Read the whole thing.

Posted by bill at 12:15 PM | Comments (0)

November 29, 2005

DEW Unto Others

Directed-Energy Weapons have arrived -- and, one can surmise, are here to stay. I have covered this topic at length before. The proliferation of these weapons seemed no less inevitable or troublesome this summer, and the asymmetry of warfare that's brought us IEDs and nightmares of dirty bombs in backpacks will only be exacerbated by the possibilities of infinitely-variable handheld lasers. Thank R&D for its own sake, and an industry that puts institutional inertia as top priority. But an open universe eventually includes every problem along with every profit.

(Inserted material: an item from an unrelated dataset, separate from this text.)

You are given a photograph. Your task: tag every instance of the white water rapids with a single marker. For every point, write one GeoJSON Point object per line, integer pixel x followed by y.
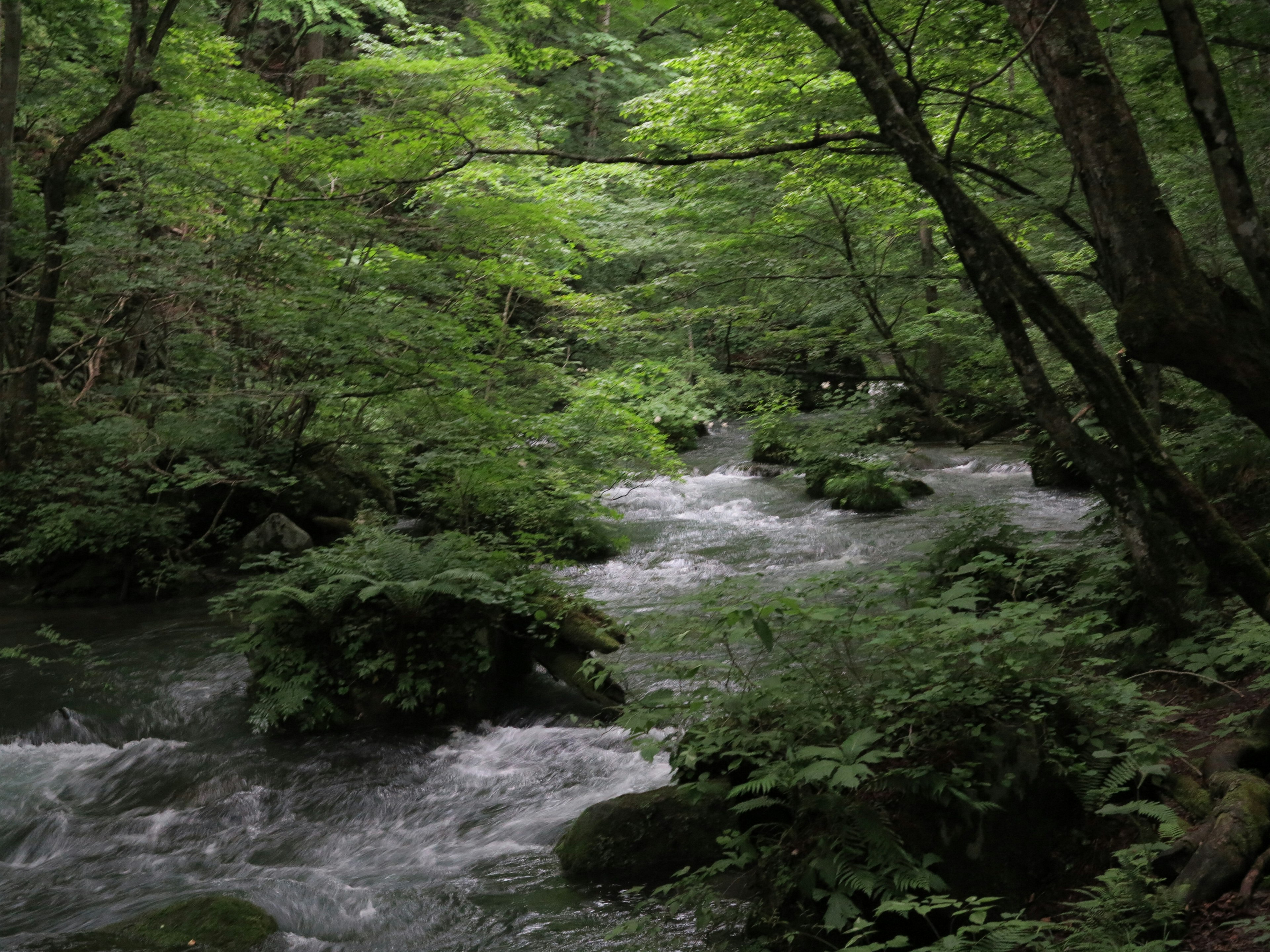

Posted by James G. Poulos at 11:37 AM | Comments (0)

September 28, 2005

Gun Rights? What gun rights?

With the barrage of stories coming out of NOLA in the past weeks, gun rights issues have been largely overlooked, despite an obscene record of government bullying and overreaching. This might someday see more attention, but until then at least we have a few notables like this, an important piece by David Workman. He writes:

A simple look at the aftermath of Hurricane Katrina reveals a disturbing chain of events that had the issue to do with anything but guns, there would have been an uproar in the media.
...
New Orleans police officials ignited this fire-storm by declaring that they would confiscate everybody's firearms. They didn't cite any statutory authority or emergency regulation -- they just did it. Why?
Because apparently that's the way that New Orleans Police Superintendent P. Edward Compass III wants it. His infuriating quote to The New York Times: "Only law enforcement are are allowed to have weapons."

This is a must-read if you care at all about individual rights. I wonder when the ACLU will get on board? Then again, what about the conservative bloggers? Powerline? Michelle Malkin? Maybe they've addressed this, but I haven't seen if if they have.